A lot of the Victorian era tech worked just fine. It was, by the standards of 130 years in the future, heavy, expensive, mechanically more complex than it needed to be, full of expensive parts that had to be manufactured as milled steel forgings and hand fitted, and often required a second crew member to sit there feed the cloth belt of ammo into it by hand to keep it from twisting and misfeeding–but that was okay, he was an extra pair of hands when it was time to reload or pour more water into the barrel jacket. But it worked just fine.
One of John Moses Browning’s toolroom prototype M1911s at the Army trials in 1910 fired six thousand rounds in one day with zero failures to fire or stoppages of any kind and zero parts breakage–not stopping to clean or lubricate it, and dunking it into a barrel of rain water whenever it became too hot to hold, then shaking the water out of it and continuing to shoot.

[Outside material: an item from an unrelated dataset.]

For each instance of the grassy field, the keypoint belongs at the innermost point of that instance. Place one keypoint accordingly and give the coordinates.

Another prototype M1911 fired eighteen thousand rounds over the course of several days with the sole malfunctions resulting from dud primers or deliberately damaged, crumpled cartridges that would not fit into the chamber, with, again, no parts breakage. This with whale oil and lard as lubricants–only applied before the test began. That’s better than some current production HKs do–in 2010 the guys at pistol-training.com did a 10,000 round torture test of an HK P30 in 9mm and had at the end broken no fewer than seven (7) parts, though to be fair none of them shut down the gun completely, they just caused problems with things like the decocker, or the mag catch.